そして、そんな手紙を毎日のように貰うシルバーバレットに対して、
「…………」
無言のまま、シルバフォーチュンは封筒を数枚ふんだくると無造作にビリビリと破き。
淡いパステルカラーの想いが宛てられた相手に知られることなく、無慈悲にも、無造作にも散っていく。
縦に割いて、横に割いて。
名前が書かれた部分を引きちぎって。
それを何回か繰り返した後、ようやく満足いったのか小さく息をつくと、シルバフォーチュンは自分のベッドにて就寝した。
その横にあるクズ籠にはいつものように、ちょっとした紙屑の小山ができていた。
*
ふわふわ、くすくすとやわらかに笑うシルバフォーチュンというウマは俗にいう女子校のお姉様枠として人気だったりする。
レースにおいて見せる好戦的な一面とのギャップ…も理由のひとつにあるかもしれない。
しかしそんな彼女には、
「…」
「バレット?」
「アッ、イエ。なんでもないです先生!」
ひとたび妹に対する邪な念を感じれば、スチャッ!と背中から特殊警棒を取り出してくる様子はまさしく…ゲフンゲフン。
とはいえ、今にもソレを振り上げて念の方へと突撃して行きそうな勢いには流石の『先生』と呼ばれたシルバーバレットのトレーナーも止めざるを得ず。

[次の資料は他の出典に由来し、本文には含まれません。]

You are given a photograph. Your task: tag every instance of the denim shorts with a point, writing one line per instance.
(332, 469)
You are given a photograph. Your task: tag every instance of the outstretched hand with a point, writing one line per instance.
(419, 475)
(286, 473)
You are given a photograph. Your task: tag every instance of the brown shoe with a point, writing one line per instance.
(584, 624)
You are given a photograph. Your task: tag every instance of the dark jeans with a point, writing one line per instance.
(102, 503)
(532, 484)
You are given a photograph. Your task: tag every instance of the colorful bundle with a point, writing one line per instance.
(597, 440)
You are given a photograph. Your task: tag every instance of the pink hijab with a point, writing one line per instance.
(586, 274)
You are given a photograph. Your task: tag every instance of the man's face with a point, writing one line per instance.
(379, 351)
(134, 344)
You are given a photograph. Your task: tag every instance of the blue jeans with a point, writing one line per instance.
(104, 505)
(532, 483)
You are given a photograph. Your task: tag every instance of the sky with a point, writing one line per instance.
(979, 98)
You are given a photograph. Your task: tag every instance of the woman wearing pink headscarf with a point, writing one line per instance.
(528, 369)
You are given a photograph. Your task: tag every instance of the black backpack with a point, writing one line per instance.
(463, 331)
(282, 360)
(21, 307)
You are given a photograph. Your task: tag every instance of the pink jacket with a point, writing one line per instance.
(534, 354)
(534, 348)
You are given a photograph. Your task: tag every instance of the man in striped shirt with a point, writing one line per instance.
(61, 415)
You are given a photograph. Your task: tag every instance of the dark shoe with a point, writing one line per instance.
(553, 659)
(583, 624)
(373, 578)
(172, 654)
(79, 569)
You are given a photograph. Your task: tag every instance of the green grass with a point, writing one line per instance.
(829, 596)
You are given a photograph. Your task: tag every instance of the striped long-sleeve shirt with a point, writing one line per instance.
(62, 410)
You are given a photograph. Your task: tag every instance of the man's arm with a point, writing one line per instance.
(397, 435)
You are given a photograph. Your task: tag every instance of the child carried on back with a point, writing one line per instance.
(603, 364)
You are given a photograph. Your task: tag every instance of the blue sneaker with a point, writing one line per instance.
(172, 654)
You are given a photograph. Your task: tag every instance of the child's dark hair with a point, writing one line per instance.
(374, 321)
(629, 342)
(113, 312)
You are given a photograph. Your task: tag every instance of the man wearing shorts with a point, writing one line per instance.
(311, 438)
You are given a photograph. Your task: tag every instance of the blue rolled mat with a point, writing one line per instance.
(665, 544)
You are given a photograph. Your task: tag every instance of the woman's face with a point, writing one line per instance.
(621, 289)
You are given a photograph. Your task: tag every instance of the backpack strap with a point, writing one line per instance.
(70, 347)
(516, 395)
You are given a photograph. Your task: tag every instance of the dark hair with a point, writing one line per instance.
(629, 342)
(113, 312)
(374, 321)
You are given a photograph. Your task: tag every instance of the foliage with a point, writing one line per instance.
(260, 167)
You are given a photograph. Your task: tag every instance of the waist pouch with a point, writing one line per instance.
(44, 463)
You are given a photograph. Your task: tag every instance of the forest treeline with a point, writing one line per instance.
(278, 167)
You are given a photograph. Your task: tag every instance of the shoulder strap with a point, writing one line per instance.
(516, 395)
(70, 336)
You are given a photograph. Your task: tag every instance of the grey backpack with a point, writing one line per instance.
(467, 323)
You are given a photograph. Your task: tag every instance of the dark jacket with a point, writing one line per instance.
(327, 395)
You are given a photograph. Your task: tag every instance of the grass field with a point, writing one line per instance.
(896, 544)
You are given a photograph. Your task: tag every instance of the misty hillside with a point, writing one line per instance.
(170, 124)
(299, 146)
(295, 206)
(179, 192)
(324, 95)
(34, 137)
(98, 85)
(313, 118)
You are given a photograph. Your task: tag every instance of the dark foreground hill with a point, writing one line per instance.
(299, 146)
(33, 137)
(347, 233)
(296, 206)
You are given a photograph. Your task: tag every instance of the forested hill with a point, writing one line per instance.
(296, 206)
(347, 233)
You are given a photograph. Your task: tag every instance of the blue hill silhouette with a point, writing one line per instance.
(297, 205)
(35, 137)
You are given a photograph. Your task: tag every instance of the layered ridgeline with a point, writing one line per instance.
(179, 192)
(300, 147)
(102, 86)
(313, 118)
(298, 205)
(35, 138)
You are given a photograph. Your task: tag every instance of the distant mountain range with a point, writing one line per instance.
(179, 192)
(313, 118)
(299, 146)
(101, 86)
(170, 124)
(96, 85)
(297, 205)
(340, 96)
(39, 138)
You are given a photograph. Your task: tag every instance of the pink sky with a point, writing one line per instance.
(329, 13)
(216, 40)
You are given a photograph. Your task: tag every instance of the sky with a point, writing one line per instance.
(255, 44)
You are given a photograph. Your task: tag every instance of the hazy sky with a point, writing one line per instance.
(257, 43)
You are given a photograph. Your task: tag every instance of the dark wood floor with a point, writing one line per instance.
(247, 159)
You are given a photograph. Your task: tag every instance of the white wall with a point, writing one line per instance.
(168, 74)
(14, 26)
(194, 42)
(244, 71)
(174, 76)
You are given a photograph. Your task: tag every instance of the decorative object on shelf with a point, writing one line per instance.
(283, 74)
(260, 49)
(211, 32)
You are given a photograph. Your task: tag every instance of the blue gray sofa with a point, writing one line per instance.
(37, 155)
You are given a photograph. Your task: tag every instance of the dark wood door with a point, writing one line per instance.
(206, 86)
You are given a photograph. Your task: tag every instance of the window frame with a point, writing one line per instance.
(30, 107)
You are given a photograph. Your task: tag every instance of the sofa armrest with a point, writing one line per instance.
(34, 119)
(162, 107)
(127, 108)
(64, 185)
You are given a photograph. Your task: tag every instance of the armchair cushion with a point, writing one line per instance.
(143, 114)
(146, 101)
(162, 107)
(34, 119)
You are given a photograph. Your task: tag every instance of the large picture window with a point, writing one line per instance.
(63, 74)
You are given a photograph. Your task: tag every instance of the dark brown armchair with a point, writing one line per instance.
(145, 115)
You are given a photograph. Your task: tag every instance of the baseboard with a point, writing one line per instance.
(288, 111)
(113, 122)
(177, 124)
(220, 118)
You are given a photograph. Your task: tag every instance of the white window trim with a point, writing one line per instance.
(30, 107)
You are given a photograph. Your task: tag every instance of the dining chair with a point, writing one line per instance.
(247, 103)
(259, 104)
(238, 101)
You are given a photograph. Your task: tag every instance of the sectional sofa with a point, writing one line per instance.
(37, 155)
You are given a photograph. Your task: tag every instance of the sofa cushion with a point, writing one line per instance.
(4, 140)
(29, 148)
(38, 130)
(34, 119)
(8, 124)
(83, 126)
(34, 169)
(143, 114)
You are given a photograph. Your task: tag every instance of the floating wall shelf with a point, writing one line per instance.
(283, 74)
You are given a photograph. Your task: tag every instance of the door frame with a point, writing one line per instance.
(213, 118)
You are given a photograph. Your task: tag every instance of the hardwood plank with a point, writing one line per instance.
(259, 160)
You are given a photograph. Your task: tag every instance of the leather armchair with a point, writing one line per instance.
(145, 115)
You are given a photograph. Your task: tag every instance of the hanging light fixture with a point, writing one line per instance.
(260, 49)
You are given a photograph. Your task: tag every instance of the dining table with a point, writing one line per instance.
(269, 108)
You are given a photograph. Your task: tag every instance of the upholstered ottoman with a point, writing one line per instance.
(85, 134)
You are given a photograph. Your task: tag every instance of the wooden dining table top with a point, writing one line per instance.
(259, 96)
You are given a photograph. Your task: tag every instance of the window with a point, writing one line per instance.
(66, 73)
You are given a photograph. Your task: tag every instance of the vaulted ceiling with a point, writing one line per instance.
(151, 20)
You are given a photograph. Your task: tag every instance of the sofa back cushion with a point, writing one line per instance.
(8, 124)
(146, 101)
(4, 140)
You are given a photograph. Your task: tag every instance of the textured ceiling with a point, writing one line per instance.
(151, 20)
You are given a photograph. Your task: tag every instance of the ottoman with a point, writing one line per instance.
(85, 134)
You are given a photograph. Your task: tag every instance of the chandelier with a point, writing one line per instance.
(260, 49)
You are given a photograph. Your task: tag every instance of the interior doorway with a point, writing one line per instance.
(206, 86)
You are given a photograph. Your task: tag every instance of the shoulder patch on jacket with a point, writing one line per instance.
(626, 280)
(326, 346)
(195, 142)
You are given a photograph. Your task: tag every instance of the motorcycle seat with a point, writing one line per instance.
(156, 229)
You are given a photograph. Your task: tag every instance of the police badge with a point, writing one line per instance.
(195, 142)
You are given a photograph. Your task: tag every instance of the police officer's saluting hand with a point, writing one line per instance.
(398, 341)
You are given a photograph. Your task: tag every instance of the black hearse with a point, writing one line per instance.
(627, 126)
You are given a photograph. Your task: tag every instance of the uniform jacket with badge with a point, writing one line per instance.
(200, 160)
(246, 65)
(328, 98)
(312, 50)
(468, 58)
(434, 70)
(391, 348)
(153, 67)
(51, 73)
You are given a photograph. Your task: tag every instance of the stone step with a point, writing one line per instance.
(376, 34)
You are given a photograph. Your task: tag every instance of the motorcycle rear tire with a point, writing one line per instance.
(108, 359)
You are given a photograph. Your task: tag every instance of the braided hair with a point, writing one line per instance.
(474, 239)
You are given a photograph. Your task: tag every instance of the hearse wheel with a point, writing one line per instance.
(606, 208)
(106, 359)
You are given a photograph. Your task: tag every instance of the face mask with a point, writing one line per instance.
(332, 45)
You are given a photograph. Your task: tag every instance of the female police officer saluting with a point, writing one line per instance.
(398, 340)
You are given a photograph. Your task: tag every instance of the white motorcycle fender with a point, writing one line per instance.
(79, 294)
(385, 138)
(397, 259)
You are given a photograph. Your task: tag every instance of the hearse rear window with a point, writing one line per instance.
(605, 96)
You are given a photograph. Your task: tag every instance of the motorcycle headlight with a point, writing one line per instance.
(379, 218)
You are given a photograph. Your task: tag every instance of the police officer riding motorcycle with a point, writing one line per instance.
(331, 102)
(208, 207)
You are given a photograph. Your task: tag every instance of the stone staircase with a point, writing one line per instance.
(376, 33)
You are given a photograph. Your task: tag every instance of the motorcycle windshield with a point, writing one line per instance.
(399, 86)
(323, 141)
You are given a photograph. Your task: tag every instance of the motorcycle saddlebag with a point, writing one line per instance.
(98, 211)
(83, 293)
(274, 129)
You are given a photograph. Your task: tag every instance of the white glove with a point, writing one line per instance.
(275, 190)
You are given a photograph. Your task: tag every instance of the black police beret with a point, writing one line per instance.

フーッフーッ!と猫が威嚇する時のように息を荒くさせる担当バに、彼は困ったように頭を掻いた。
「あーっと……とりあえず落ち着いて?ほら深呼吸しよう?」
「チ゛ッ゛!」
「見事な舌打ちだぁ…」
妹:
シルバフォーチュン。
僕がシスコンであるようにこっちもこっちで大概。
知られない想いは『そこにない』と、同じなんですよ?…ふふふ。
僕:
シルバーバレット。
ファミリーコンプレックスから枝分かれしたシスターコンプレックス持ちのウッマ。
僕はお前が僕の妹を邪な目で見たのを見たぞ!!
…万タヒに値するッッッッ!!!!
とは言っても、背中から引き抜いた特殊警棒で脳天割りしようとするのはやめてくださいタヒんでしまいます。